Bruit de fond, psyché, offre une minute et des poussières de rêverie psychotrope. Place du Ravelin, au gré d’une électro spatiale et finaude, jazzy de loin, rock et rauque, subtile et magique, rallie lui aussi. Mazette, quel album! Il refait le monde, parait même que ses abords variables en traduisent le vaste bordel. Maria, ode à ce temps où l’on faisait les choses de manière entière, où vivre se faisait en en prenant le temps, convoque les souvenirs et mate le paysage. Il est beau, lyrique et touchant. On pourrait alors se dire, conquis, que Catharsis en pièces détachées a assez donné. Que nenni! Pour qui? Pourquoi?, où le brillant Pascal Bouaziz participe de son timbre si caractéristique, crachote plus de vingt minutes de haut vol. Textuellement, on est au summum. Ce morceau, on s’en drape tout comme on le laisse nous dérouter. Il file, décélère ou bien c’est l’inverse. Il tombe averse, louvoie entre les styles et nous laisse pantois. Quand j’écoute Cloup, l’auditeur libre à l’UPJV que je suis, option Socio et Sciences de l’Educ’ svp messieurs-dames, se dispense de cours. Enfin, parfois.

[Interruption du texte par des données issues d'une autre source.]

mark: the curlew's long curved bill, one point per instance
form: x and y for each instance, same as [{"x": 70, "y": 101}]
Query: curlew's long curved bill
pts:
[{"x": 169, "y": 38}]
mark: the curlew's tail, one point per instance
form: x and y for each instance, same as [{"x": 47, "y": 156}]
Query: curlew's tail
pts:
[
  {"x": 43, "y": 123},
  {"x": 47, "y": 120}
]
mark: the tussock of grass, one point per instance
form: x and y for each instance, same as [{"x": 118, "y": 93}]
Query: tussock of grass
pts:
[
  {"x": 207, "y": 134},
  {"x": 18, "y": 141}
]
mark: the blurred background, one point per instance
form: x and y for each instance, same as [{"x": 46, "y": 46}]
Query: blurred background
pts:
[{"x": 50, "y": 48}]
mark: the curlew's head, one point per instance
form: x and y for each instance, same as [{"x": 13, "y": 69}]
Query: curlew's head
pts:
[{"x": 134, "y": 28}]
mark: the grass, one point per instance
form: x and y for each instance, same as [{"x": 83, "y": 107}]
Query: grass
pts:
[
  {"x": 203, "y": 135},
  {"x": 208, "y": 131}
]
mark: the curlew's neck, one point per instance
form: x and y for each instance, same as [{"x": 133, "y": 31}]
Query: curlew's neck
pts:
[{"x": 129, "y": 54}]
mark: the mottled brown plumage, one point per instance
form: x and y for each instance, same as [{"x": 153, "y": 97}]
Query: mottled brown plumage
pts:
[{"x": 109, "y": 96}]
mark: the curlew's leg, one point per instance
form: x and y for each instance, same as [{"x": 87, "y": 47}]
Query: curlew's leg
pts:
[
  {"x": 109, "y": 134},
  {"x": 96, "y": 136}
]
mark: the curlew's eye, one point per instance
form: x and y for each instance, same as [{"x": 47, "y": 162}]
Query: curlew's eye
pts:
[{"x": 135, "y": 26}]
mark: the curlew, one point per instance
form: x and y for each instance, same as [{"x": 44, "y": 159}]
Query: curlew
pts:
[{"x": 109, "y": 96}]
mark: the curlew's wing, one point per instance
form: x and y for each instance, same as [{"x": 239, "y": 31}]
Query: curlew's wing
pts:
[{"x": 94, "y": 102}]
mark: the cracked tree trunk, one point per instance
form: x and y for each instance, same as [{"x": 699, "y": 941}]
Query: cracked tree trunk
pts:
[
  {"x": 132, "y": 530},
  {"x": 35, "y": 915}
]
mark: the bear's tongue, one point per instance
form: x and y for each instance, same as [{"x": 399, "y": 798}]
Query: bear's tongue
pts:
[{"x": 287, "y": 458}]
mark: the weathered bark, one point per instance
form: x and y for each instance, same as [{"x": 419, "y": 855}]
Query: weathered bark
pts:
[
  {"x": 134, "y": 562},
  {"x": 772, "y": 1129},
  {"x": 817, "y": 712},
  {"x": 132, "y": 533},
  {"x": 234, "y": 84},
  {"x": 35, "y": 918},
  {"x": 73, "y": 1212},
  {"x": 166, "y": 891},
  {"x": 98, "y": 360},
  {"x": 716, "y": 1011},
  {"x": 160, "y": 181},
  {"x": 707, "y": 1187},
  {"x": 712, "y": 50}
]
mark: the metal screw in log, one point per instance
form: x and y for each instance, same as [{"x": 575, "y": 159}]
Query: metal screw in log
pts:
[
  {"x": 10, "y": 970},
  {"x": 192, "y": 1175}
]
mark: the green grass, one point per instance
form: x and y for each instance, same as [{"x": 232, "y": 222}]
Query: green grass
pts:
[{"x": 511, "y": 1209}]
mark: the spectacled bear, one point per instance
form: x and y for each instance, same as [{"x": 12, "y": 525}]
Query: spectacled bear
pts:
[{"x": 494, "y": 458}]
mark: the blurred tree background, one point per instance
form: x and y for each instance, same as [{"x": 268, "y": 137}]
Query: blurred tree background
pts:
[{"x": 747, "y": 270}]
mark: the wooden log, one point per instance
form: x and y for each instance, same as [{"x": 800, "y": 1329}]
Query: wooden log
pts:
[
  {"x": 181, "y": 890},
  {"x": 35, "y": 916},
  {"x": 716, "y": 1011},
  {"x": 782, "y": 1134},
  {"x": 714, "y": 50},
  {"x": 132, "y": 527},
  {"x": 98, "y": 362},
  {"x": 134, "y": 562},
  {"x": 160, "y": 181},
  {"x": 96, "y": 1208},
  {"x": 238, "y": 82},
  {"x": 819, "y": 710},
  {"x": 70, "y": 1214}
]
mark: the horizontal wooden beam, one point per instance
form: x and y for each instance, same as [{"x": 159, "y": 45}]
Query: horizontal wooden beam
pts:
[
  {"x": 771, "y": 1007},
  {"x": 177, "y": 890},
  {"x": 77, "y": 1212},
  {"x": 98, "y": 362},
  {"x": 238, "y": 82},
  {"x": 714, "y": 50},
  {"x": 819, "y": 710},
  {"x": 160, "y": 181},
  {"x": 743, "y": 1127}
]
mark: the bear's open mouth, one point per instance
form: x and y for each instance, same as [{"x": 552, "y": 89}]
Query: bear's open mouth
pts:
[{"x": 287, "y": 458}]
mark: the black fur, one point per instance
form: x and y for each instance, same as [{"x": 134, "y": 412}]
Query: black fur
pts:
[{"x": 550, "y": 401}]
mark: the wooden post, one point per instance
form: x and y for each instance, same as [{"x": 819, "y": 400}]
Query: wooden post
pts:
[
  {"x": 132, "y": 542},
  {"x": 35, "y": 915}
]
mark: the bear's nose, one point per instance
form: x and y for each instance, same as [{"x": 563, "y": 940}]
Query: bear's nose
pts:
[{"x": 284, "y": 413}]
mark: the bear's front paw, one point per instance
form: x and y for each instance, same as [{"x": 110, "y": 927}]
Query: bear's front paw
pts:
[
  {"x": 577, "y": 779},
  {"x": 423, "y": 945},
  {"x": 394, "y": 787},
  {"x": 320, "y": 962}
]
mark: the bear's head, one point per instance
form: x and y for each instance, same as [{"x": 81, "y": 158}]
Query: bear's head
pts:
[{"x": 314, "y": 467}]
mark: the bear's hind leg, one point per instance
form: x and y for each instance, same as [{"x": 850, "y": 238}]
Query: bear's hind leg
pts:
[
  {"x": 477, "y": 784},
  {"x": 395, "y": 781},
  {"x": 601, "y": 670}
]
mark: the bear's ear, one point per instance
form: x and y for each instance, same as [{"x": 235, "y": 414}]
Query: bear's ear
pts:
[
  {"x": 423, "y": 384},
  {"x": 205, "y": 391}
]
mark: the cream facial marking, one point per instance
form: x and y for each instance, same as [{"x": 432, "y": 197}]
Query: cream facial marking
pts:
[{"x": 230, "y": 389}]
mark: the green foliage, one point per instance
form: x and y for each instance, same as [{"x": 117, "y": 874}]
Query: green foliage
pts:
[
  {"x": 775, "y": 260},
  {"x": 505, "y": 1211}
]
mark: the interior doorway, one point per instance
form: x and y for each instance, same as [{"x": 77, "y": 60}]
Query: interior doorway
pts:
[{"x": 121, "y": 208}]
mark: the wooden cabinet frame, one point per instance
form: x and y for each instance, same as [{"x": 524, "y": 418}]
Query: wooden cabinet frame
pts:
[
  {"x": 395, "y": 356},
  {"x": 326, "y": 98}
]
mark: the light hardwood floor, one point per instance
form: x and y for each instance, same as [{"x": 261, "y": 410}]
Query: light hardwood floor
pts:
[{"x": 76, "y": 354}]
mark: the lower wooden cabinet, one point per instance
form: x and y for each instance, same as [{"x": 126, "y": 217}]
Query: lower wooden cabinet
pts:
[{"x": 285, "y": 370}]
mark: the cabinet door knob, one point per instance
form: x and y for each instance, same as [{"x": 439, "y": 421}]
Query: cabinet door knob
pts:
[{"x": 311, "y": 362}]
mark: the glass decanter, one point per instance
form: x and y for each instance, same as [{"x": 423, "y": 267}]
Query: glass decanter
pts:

Bref, terminé l’affaire est pliée, j’ai plus qu’à rejouer l’album parce que son propos, nourri, est si loquace qu’il me faut le redécrypter. J’adore ça, c’est du nectar pour le pensant, un peu moins pour le bien-pensant. Mais attends j’m’ai trompé, après la fin délire de Pour qui? Pourquoi? titube l’amorce de SISRAHTAC. Plus de quinze minutes, histoire de bien chuter, perchées et d’obédience free, belliqueuses comme racées. Je pense pour le coup à Hint, même que l’opus d’Arnaud Fournier il arrache tout itou. Le terme est wild, ruant, incontrôlable. Il dépayse, Catharsis en pièces détachées excelle de bout en bout. Osé, dosé mais pas trop, il bavarde, jacasse et fracasse, conçoit des sons sans cesse prenants, hors-matrice, et pète les reins d’une caste plus que jamais méprisable.